Çocuğunuzun kazanmasını gereken diğer kazanımlardan örnekler verecek olursak: Uzaysal algı, motor ve el becerileri, el-göz koordinasyonu, dikkat-konsantrasyon, hafıza (bellek) güçlendirme, problem çözme ı, strateji geliştirme, mantık yürütme ve problem çözme becerisi, sıralı düşünme, ince motor becerileri, sosyal-duygusal gelişim ve hızlı düşünme …

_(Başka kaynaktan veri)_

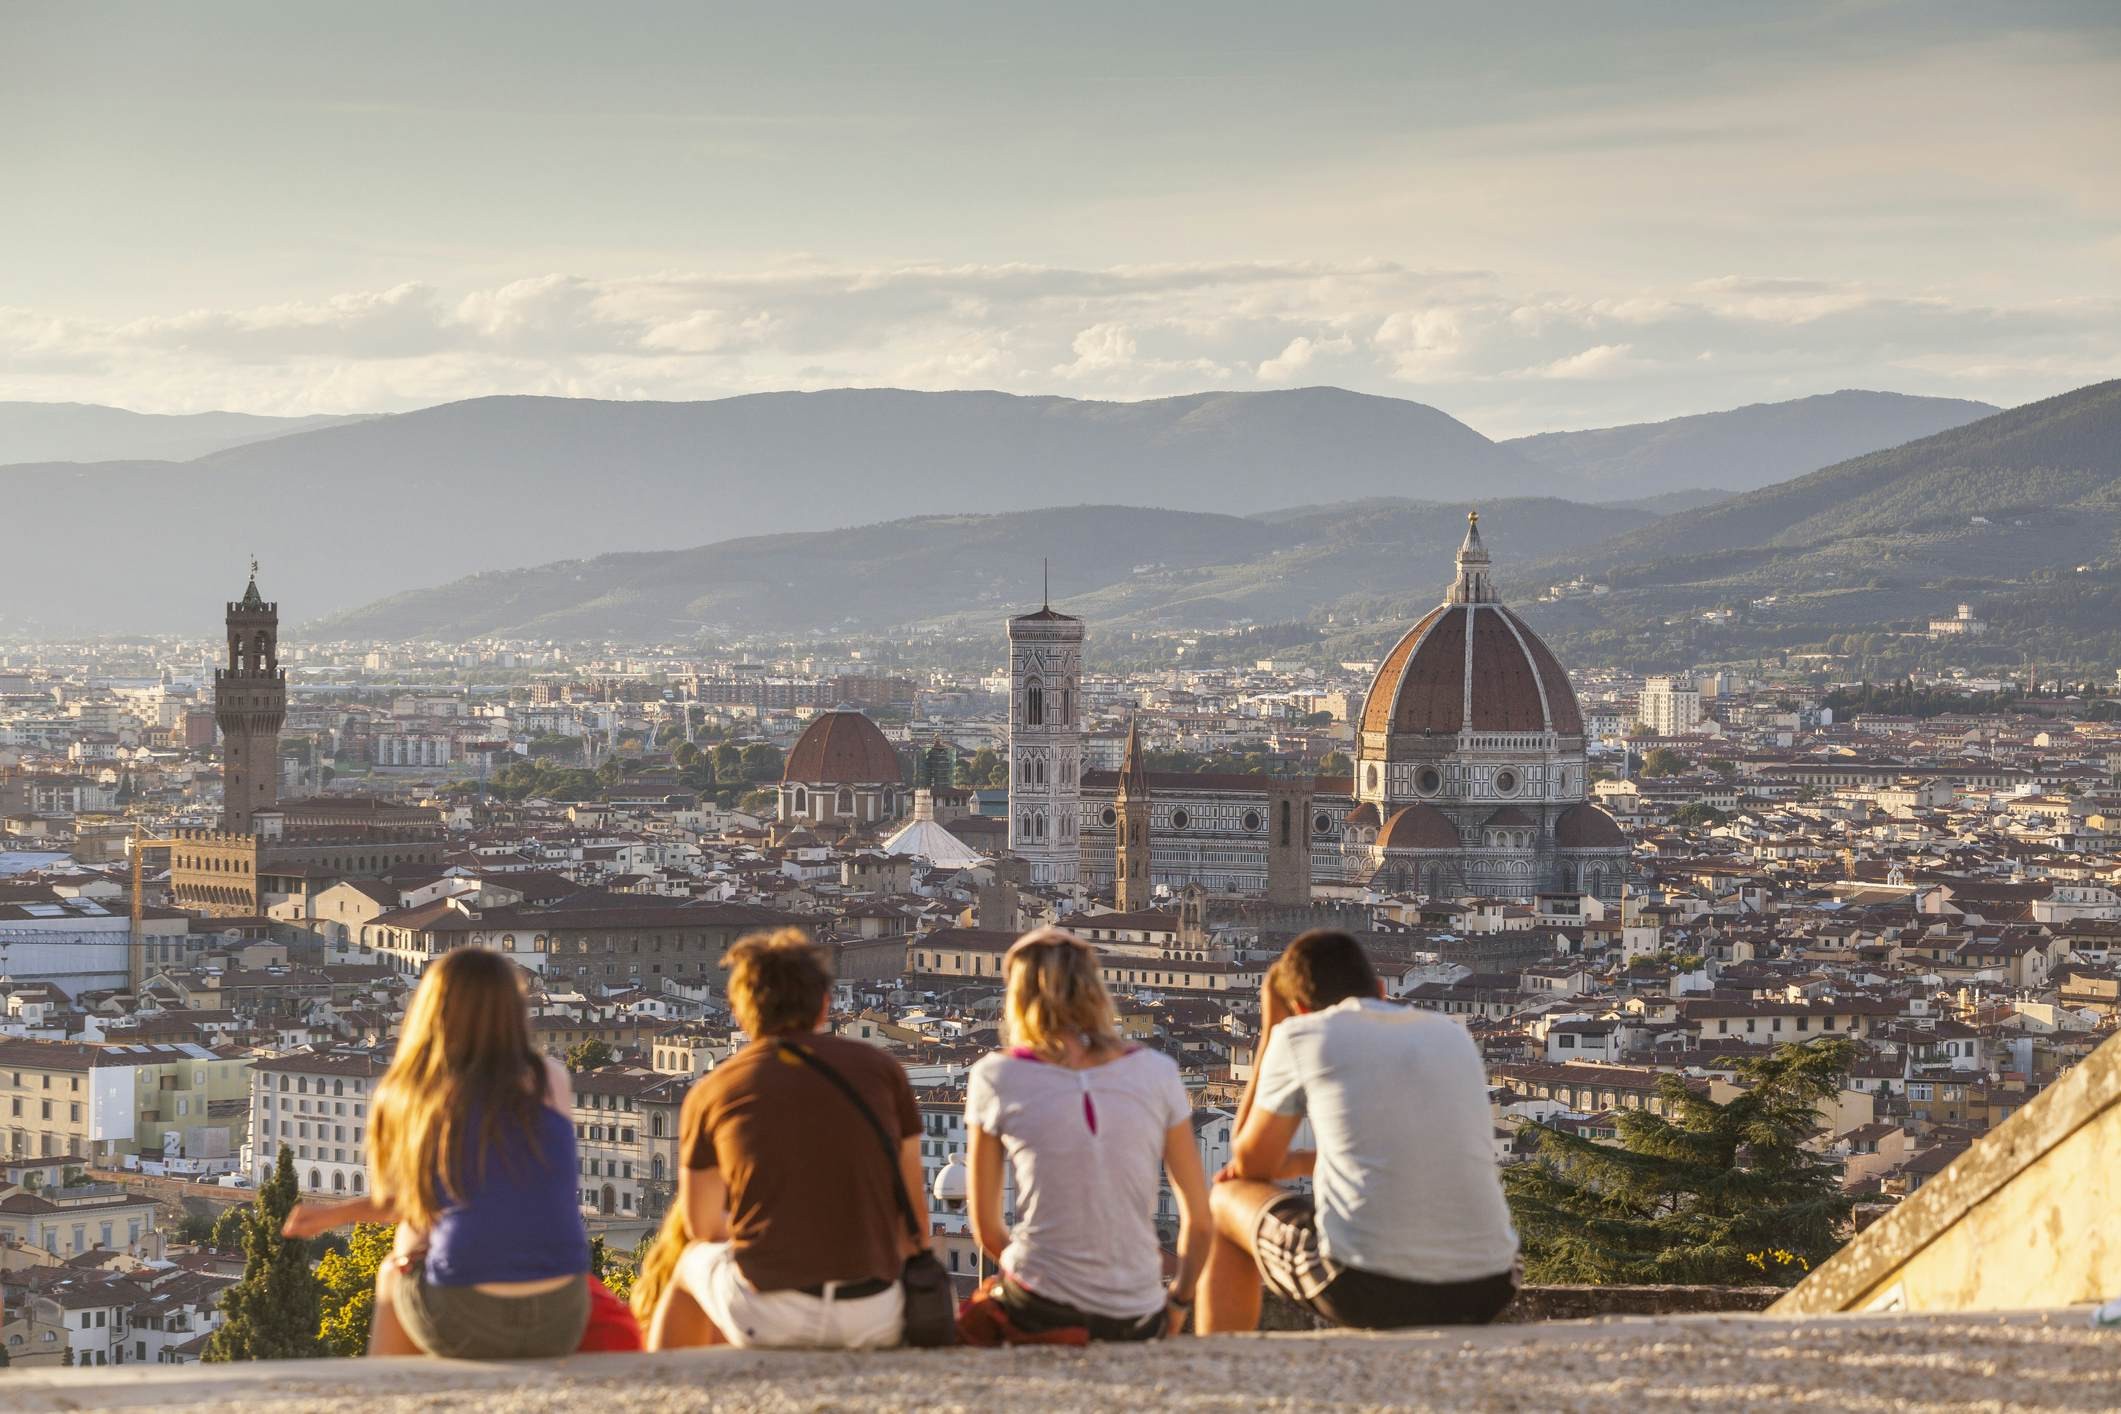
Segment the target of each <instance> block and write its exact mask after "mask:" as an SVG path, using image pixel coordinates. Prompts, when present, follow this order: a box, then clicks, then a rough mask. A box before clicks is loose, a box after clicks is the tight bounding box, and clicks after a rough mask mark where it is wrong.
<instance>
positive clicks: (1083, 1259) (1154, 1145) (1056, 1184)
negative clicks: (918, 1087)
mask: <svg viewBox="0 0 2121 1414" xmlns="http://www.w3.org/2000/svg"><path fill="white" fill-rule="evenodd" d="M1190 1119H1192V1100H1188V1098H1186V1085H1184V1081H1179V1068H1177V1064H1175V1062H1173V1060H1171V1058H1169V1056H1162V1054H1158V1051H1150V1049H1137V1051H1128V1054H1126V1056H1120V1058H1116V1060H1107V1062H1105V1064H1101V1066H1090V1068H1088V1071H1071V1068H1067V1066H1056V1064H1046V1062H1044V1060H1027V1058H1020V1056H1012V1054H1007V1051H995V1054H993V1056H986V1058H982V1060H980V1064H976V1066H974V1068H971V1079H969V1083H967V1088H965V1121H967V1124H971V1126H976V1128H982V1130H986V1132H988V1134H993V1136H995V1138H999V1141H1001V1149H1003V1153H1005V1155H1007V1160H1010V1168H1012V1170H1014V1174H1016V1227H1012V1230H1010V1244H1007V1249H1003V1253H1001V1268H1003V1270H1005V1272H1007V1274H1010V1276H1014V1278H1016V1280H1018V1283H1022V1285H1024V1287H1029V1289H1031V1291H1035V1293H1039V1295H1044V1297H1046V1300H1050V1302H1065V1304H1069V1306H1073V1308H1075V1310H1082V1312H1088V1314H1097V1316H1120V1319H1135V1316H1145V1314H1150V1312H1152V1310H1162V1306H1164V1280H1162V1259H1160V1257H1158V1242H1156V1191H1158V1181H1160V1177H1162V1162H1164V1134H1167V1132H1169V1130H1171V1128H1173V1126H1177V1124H1188V1121H1190Z"/></svg>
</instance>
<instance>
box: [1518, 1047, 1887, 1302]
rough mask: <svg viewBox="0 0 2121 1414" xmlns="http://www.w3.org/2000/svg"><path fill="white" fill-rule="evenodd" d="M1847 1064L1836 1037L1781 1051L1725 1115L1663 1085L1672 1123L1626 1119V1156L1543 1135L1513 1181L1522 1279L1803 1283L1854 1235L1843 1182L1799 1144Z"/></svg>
mask: <svg viewBox="0 0 2121 1414" xmlns="http://www.w3.org/2000/svg"><path fill="white" fill-rule="evenodd" d="M1852 1058H1854V1045H1852V1043H1850V1041H1845V1039H1839V1037H1837V1039H1830V1041H1811V1043H1809V1045H1780V1047H1775V1049H1773V1051H1771V1054H1769V1056H1763V1058H1756V1060H1748V1062H1743V1064H1741V1066H1739V1083H1743V1085H1746V1092H1743V1094H1737V1096H1733V1098H1731V1100H1726V1102H1722V1104H1718V1102H1714V1100H1710V1098H1705V1096H1701V1094H1695V1092H1693V1090H1688V1085H1686V1083H1684V1081H1682V1079H1680V1077H1678V1075H1665V1077H1661V1079H1659V1090H1657V1094H1659V1098H1661V1100H1663V1104H1665V1113H1663V1115H1654V1113H1650V1111H1640V1109H1631V1111H1620V1117H1618V1121H1616V1126H1618V1145H1599V1143H1593V1141H1589V1138H1580V1136H1576V1134H1567V1132H1563V1130H1550V1128H1544V1126H1542V1128H1540V1130H1538V1149H1536V1155H1533V1160H1531V1162H1529V1164H1519V1166H1514V1168H1508V1170H1504V1187H1506V1191H1508V1196H1510V1213H1512V1217H1514V1219H1517V1230H1519V1234H1521V1236H1523V1240H1525V1276H1527V1280H1533V1283H1559V1285H1597V1287H1612V1285H1663V1283H1710V1285H1741V1283H1763V1280H1773V1283H1794V1280H1796V1278H1799V1276H1801V1274H1803V1272H1805V1270H1809V1268H1813V1266H1818V1263H1820V1261H1824V1259H1826V1257H1830V1255H1833V1253H1835V1249H1837V1247H1841V1240H1843V1236H1845V1227H1847V1215H1850V1206H1852V1200H1850V1198H1847V1194H1843V1191H1841V1177H1839V1172H1837V1168H1835V1166H1833V1164H1830V1162H1828V1160H1824V1157H1820V1155H1818V1153H1813V1151H1809V1149H1805V1147H1803V1145H1805V1141H1807V1138H1811V1136H1813V1132H1816V1130H1818V1126H1820V1119H1818V1107H1820V1104H1822V1102H1826V1100H1830V1098H1833V1096H1835V1092H1837V1090H1839V1088H1841V1077H1843V1075H1845V1073H1847V1068H1850V1060H1852ZM1780 1253H1788V1257H1780Z"/></svg>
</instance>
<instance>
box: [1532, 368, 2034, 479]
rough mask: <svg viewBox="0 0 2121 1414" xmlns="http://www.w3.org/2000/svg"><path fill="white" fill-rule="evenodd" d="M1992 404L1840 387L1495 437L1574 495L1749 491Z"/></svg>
mask: <svg viewBox="0 0 2121 1414" xmlns="http://www.w3.org/2000/svg"><path fill="white" fill-rule="evenodd" d="M1996 411H2000V409H1998V407H1992V405H1989V403H1966V401H1960V399H1911V396H1905V394H1898V392H1850V390H1843V392H1824V394H1820V396H1813V399H1794V401H1790V403H1752V405H1748V407H1733V409H1731V411H1724V413H1699V416H1695V418H1671V420H1669V422H1637V424H1633V426H1612V428H1597V430H1591V432H1542V435H1538V437H1517V439H1512V441H1506V443H1502V445H1504V447H1508V449H1512V452H1517V454H1519V456H1525V458H1527V460H1531V462H1538V464H1540V466H1546V469H1548V471H1555V473H1559V475H1561V477H1565V479H1567V481H1570V483H1572V488H1574V492H1572V494H1576V496H1580V498H1582V500H1612V498H1623V496H1654V494H1659V492H1682V490H1690V488H1710V490H1726V492H1750V490H1754V488H1760V485H1773V483H1775V481H1786V479H1788V477H1796V475H1803V473H1807V471H1813V469H1818V466H1833V464H1835V462H1841V460H1847V458H1852V456H1862V454H1864V452H1877V449H1879V447H1896V445H1900V443H1905V441H1915V439H1917V437H1928V435H1930V432H1943V430H1945V428H1953V426H1962V424H1966V422H1977V420H1981V418H1987V416H1989V413H1996Z"/></svg>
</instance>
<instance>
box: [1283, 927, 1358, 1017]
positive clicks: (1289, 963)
mask: <svg viewBox="0 0 2121 1414" xmlns="http://www.w3.org/2000/svg"><path fill="white" fill-rule="evenodd" d="M1266 986H1270V988H1275V990H1277V992H1281V996H1283V1001H1287V1003H1290V1005H1292V1007H1296V1009H1298V1011H1324V1009H1326V1007H1332V1005H1334V1003H1340V1001H1347V998H1349V996H1377V969H1374V967H1370V956H1368V954H1366V952H1364V950H1362V943H1357V941H1355V939H1353V937H1349V935H1347V933H1338V931H1334V929H1311V931H1309V933H1302V935H1298V937H1296V941H1292V943H1290V945H1287V948H1283V950H1281V956H1279V958H1275V965H1273V967H1268V969H1266Z"/></svg>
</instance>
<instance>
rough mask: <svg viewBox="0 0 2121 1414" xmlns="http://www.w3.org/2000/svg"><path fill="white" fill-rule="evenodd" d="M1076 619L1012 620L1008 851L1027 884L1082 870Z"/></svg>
mask: <svg viewBox="0 0 2121 1414" xmlns="http://www.w3.org/2000/svg"><path fill="white" fill-rule="evenodd" d="M1080 793H1082V619H1075V617H1069V615H1065V613H1054V608H1052V606H1050V604H1048V606H1044V608H1039V611H1037V613H1027V615H1018V617H1014V619H1010V850H1012V852H1014V854H1018V856H1020V859H1022V861H1024V863H1029V865H1031V882H1033V884H1073V882H1075V880H1077V873H1080V869H1082V854H1080V850H1082V844H1080V839H1077V799H1080Z"/></svg>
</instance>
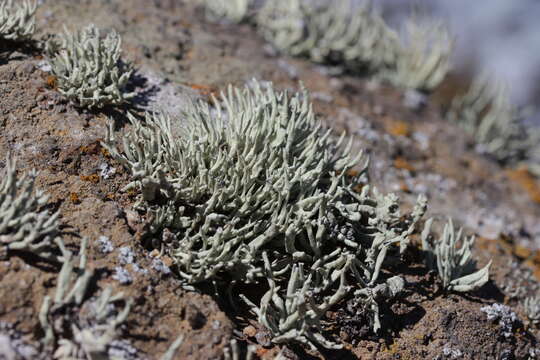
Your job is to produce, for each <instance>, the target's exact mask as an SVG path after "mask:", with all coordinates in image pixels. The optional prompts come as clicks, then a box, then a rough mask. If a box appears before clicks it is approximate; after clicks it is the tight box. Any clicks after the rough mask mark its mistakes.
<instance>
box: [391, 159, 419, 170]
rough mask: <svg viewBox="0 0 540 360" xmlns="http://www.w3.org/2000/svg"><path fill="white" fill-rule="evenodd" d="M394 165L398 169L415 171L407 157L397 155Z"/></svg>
mask: <svg viewBox="0 0 540 360" xmlns="http://www.w3.org/2000/svg"><path fill="white" fill-rule="evenodd" d="M394 167H395V168H396V169H403V170H409V171H414V167H413V166H412V165H411V164H410V163H409V162H408V161H407V160H405V158H402V157H397V158H396V159H395V160H394Z"/></svg>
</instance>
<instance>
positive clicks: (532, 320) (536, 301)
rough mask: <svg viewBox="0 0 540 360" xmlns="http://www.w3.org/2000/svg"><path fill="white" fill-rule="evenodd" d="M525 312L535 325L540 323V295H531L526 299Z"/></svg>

Bu kazanımları aldığı eğitimle ya da bu konularda çocuğunuzun gelişim göstermesi için önerilen setlerle destekleyebilirsiniz. Yapbozlar, tahta kalıplarla inşa oyunları, hafıza kartları… Sayısız oyun bulabilirsiniz ya da materyal. Özellikle yeni çağın çok önem verilen bir branşından bahsedelim:
Drama
Ebeveyn olarak yapmanız gereken çocuğunuzu problemlere hazırlamak, onlarla nasıl baş edeceğini öğretmek ve ilerlemesini sağlamaktır. Ve daha erken başlarsanız, daha önce bağımsız, kendine güvenen bir çocuğunuz olur. Bu konuda ne yapabileceğinizin cevabını size drama verecektir. Günümüzde de içeriği açısından değeri anlaşılmaya başlanan bu branş özellikle küçük yaşlardan itibaren çocuğunuzun gelişiminde mucizeler yaratabilir. Kendine güvenen, problem çözme yeteneğine kavuşmuş, yaratıcı bir ruh aşılar çocuğa. Amacı da budur zaten. Tiyatroyla ortak teknikleri olan bu alan ne tiyatro ne de oyundur. Çocuğunuza açacağınız ve keşfetmesini sağlayacağınız yeni bir dünyadır.
İletişim Becerisi
Kendi duygu ve gereksinimlerini başkalarına anlatabilme becerisi kazanılmalıdır çocuk. kendini iyi ifade edebilen çocuğun özgüveni gelişir, zekasını daha işlevsel olarak kullanmaya çalışır. Duygularının farkına varan çocuk, doğru iletişim kanallarını kullanarak karşı tarafa isteklerini ve beklentilerini aktarabilmelidir. Ebeveynler olarak kendi yaşadıklarınızı çocuğunuzla paylaşabilirsiniz.